Binnenland 24 juli 1999

Besluit rechtbank lijkt voorschot op vonnis

Verdachte van twee
moorden vrijgelaten

ZWOLLE – De rechtbank in Zwolle heeft gisteren de voorlopige hechtenis van een verdachte van twee moorden opgeheven. Justitie eiste donderdag nog twintig jaar gevangenis tegen de 40-jarige A. S. uit Lelystad.

Zijn advocaat, mr. C.F. Korvinus, eiste donderdag onmiddellijke vrijlating van zijn cliënt.
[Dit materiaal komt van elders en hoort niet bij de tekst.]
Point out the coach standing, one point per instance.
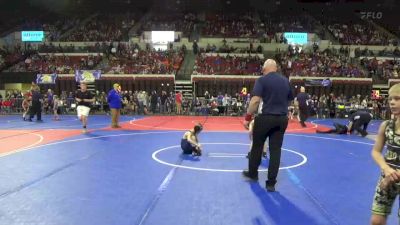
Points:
(114, 101)
(275, 92)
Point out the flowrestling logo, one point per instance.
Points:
(371, 15)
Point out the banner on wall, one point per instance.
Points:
(46, 78)
(318, 82)
(87, 76)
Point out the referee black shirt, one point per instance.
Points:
(275, 91)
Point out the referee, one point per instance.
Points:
(275, 92)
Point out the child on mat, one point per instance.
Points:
(190, 141)
(56, 104)
(25, 106)
(388, 186)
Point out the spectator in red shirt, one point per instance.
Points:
(178, 102)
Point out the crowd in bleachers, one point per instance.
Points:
(170, 22)
(234, 25)
(9, 57)
(133, 60)
(228, 65)
(51, 63)
(359, 33)
(104, 27)
(327, 63)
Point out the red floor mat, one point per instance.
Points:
(14, 140)
(210, 124)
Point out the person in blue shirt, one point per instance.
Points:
(275, 92)
(114, 100)
(359, 119)
(190, 141)
(303, 101)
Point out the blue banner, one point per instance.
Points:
(87, 76)
(46, 78)
(318, 82)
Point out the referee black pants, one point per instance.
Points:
(273, 127)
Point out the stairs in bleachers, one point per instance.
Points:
(382, 88)
(70, 31)
(91, 87)
(186, 87)
(186, 69)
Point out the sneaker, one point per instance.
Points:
(270, 188)
(265, 154)
(365, 133)
(246, 174)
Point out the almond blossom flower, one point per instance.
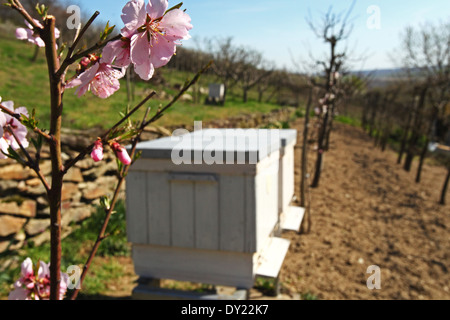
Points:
(97, 152)
(8, 123)
(36, 285)
(121, 153)
(32, 36)
(156, 32)
(101, 79)
(120, 49)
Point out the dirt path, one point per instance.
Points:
(367, 211)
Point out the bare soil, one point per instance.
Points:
(366, 211)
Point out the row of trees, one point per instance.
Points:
(242, 69)
(417, 105)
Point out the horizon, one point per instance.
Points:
(284, 37)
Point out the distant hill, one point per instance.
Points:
(381, 77)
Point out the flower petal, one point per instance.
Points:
(157, 8)
(133, 14)
(44, 270)
(23, 34)
(27, 267)
(162, 52)
(140, 48)
(19, 294)
(176, 24)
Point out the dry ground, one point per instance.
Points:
(369, 211)
(366, 211)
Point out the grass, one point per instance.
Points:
(75, 250)
(26, 83)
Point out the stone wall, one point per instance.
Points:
(24, 211)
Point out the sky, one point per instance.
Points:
(278, 28)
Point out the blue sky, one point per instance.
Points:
(278, 29)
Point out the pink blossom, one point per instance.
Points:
(32, 36)
(119, 51)
(101, 79)
(97, 152)
(121, 153)
(36, 285)
(155, 33)
(8, 123)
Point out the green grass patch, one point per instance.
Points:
(26, 83)
(75, 251)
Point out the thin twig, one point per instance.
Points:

Volgens hem is er niet voldoende bewijs dat S. verantwoordelijk is voor de twee moorden.

Gisteren besloot de rechtbank de voorlopige hechtenis van S. op te heffen. Hoewel de rechtbank niet wilde ingaan op de reden, lijkt het erop dat deze beslissing een voorschot is op het uiteindelijke vonnis op 5 augustus. „Dit wordt vrijspraak”, meent advocaat Korvinus.

Dat zou een teleurstelling zijn voor het openbaar ministerie. Volgens justitie heeft S. twee moorden op zijn geweten. De slachtoffers zijn een 87-jarige vrouw uit Lelystad en de moeder van zijn toenmalige vriendin uit Amsterdam.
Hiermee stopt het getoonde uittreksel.